HW7 out, due Monday
MT2 next Tuesday
Same location and policies as MT1
Cover through polling/LLN (Wednesday)
Review session
Monday 6:30-8 in 320 Soda
Exams will be available for pickup from Soda front office

Review
Recall that we defined independence for random variables as follows.
Let X and Y be random variables, A be the set of values that
X can take on, B be the set of values Y can take on. Then X
and Y are independent if
∀a∈A ∀b∈B . Pr[X=a ∩ Y=b] = Pr[X=a] Pr[X=b].
Equivalently, X and Y are independent if
∀a∈A ∀b∈B . Pr[X=a|Y=b] = Pr[X=a].

We can similarly define mutual independence for more than two random
variables.

Independent Random Variables
We have used the fact that Var(X+Y) = Var(X) + Var(Y) for
independent random variables X and Y. We now prove that fact.

For independent random variables X and Y, we have
E(XY) = E(X)E(Y).
Proof:
E(XY) = ∑_{a,b} ab Pr[X=a ∩ Y=b]
= ∑_{a,b} ab Pr[X=a] Pr[Y=b]
= ∑_{a} ∑_{b} ab Pr[X=a] Pr[Y=b]
= (∑_{a} a Pr[X=a]) * (∑_{b} b Pr[Y=b])
= E(X) * E(Y).

We have already claimed that for independent random variables X and
Y, Var(X+Y) = Var(X) + Var(Y).

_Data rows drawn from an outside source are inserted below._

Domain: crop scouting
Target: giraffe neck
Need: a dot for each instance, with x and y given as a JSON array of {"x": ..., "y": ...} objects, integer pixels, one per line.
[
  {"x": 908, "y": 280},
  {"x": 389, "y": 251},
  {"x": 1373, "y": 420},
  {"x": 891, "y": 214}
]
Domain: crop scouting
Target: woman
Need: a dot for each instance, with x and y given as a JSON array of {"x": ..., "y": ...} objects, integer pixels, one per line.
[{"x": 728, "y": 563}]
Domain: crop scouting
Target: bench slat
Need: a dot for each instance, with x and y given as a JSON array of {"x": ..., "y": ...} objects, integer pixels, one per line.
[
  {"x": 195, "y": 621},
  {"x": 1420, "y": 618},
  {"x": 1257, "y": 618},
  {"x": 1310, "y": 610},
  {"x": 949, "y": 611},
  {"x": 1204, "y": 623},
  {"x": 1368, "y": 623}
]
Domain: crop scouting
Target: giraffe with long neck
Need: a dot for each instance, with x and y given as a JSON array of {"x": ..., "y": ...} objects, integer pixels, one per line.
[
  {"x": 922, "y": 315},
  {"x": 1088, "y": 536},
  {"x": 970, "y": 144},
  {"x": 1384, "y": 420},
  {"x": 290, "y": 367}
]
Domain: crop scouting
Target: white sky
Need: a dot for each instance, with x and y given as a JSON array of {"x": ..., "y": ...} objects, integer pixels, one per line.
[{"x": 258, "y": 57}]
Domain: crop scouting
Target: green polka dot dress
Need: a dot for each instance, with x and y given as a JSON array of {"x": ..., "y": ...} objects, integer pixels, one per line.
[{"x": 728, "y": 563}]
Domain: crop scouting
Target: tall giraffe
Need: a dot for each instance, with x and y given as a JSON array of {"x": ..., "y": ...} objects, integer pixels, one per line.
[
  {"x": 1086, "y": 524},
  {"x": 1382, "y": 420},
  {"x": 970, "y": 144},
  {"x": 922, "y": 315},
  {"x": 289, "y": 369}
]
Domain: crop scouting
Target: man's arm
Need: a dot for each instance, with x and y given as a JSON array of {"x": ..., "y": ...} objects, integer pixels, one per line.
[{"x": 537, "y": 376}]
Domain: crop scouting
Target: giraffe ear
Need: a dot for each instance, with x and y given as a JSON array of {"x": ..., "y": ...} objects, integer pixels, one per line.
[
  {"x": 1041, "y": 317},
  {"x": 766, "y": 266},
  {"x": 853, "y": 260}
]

Now we prove it.
Var(X+Y) = E((X+Y)^2) - E(X+Y)^2
= E(X^2 + 2XY + Y^2) - (E(X) + E(Y))^2
= E(X^2) + 2E(XY) + E(Y^2) - E(X)^2 - 2E(X)E(Y) - E(Y)^2
= E(X^2) + 2E(X)E(Y) + E(Y^2) - E(X)^2 - 2E(X)E(Y) - E(Y)^2
= E(X^2) + E(Y^2) - E(X)^2 - E(Y)^2
= Var(X) + Var(Y).

What about if X and Y are not independent? Let's consider the
extreme case Y = X. Then
E(XY) = E(XX) = E(X^2) ≠ E(X)^2 in general
Var(X+Y) = Var(2X) = 4Var(X) ≠ 2Var(X).
So the two facts above do not hold if X and Y are not independent.

Joint Distribution
The fact that two random variables X and Y are independent gives us
all the information that we need in order to perform calculations
involving those two variables. We now turn our attention to the
general case when X and Y are not independent.

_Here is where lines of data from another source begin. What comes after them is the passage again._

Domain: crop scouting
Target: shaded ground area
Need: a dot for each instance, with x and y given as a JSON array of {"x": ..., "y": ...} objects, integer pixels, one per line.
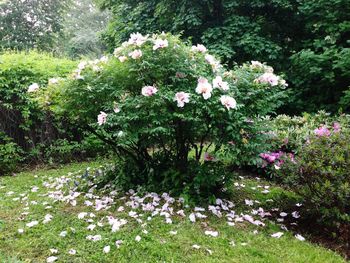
[{"x": 87, "y": 223}]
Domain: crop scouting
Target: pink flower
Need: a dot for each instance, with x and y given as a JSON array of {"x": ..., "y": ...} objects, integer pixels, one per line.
[
  {"x": 160, "y": 43},
  {"x": 219, "y": 83},
  {"x": 208, "y": 157},
  {"x": 268, "y": 78},
  {"x": 34, "y": 87},
  {"x": 122, "y": 59},
  {"x": 228, "y": 102},
  {"x": 149, "y": 91},
  {"x": 199, "y": 48},
  {"x": 336, "y": 127},
  {"x": 204, "y": 88},
  {"x": 137, "y": 39},
  {"x": 116, "y": 109},
  {"x": 136, "y": 54},
  {"x": 322, "y": 131},
  {"x": 102, "y": 118},
  {"x": 182, "y": 98}
]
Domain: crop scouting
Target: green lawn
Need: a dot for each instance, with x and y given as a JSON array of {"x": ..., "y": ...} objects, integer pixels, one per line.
[{"x": 157, "y": 245}]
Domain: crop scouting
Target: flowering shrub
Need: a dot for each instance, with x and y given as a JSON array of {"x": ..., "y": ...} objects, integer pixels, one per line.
[
  {"x": 10, "y": 155},
  {"x": 320, "y": 174},
  {"x": 161, "y": 104},
  {"x": 288, "y": 135}
]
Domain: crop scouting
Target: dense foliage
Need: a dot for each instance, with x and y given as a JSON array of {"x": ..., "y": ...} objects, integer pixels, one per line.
[
  {"x": 320, "y": 174},
  {"x": 162, "y": 103},
  {"x": 28, "y": 132},
  {"x": 306, "y": 39},
  {"x": 81, "y": 28}
]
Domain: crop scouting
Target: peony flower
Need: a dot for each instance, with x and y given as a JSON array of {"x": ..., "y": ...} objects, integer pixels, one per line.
[
  {"x": 149, "y": 91},
  {"x": 102, "y": 118},
  {"x": 228, "y": 102},
  {"x": 322, "y": 131},
  {"x": 199, "y": 48},
  {"x": 122, "y": 58},
  {"x": 212, "y": 61},
  {"x": 106, "y": 249},
  {"x": 137, "y": 53},
  {"x": 268, "y": 78},
  {"x": 219, "y": 83},
  {"x": 137, "y": 39},
  {"x": 160, "y": 43},
  {"x": 116, "y": 109},
  {"x": 82, "y": 65},
  {"x": 256, "y": 64},
  {"x": 34, "y": 87},
  {"x": 204, "y": 88},
  {"x": 336, "y": 127},
  {"x": 53, "y": 81},
  {"x": 182, "y": 98},
  {"x": 208, "y": 157},
  {"x": 117, "y": 51}
]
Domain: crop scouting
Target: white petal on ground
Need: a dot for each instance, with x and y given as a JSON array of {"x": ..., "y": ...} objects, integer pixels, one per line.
[
  {"x": 277, "y": 235},
  {"x": 300, "y": 237},
  {"x": 106, "y": 249}
]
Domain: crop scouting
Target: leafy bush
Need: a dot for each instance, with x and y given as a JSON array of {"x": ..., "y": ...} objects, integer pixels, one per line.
[
  {"x": 161, "y": 104},
  {"x": 320, "y": 174},
  {"x": 288, "y": 135},
  {"x": 10, "y": 155}
]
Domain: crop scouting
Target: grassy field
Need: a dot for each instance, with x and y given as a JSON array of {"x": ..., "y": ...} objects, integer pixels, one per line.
[{"x": 180, "y": 241}]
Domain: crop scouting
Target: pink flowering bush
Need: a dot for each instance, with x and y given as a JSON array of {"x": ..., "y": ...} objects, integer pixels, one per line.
[
  {"x": 167, "y": 109},
  {"x": 320, "y": 175}
]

Recall that for non-independent events A and B, in order to compute
probabilities of the form
Pr[A ∩ B]
Pr[A ∪ B]
Pr[A|B]
we needed to know Pr[A ∩ B]. This quantity encodes all the
information about how A and B are correlated.

For random variables, we need something similar. We need the values
Pr[X = a ∩ Y = b]
for all values a in the set of values that X can take on and all
values b in the set of values that Y can take on. This set of
probabilities is called the "joint distribution" of X and Y.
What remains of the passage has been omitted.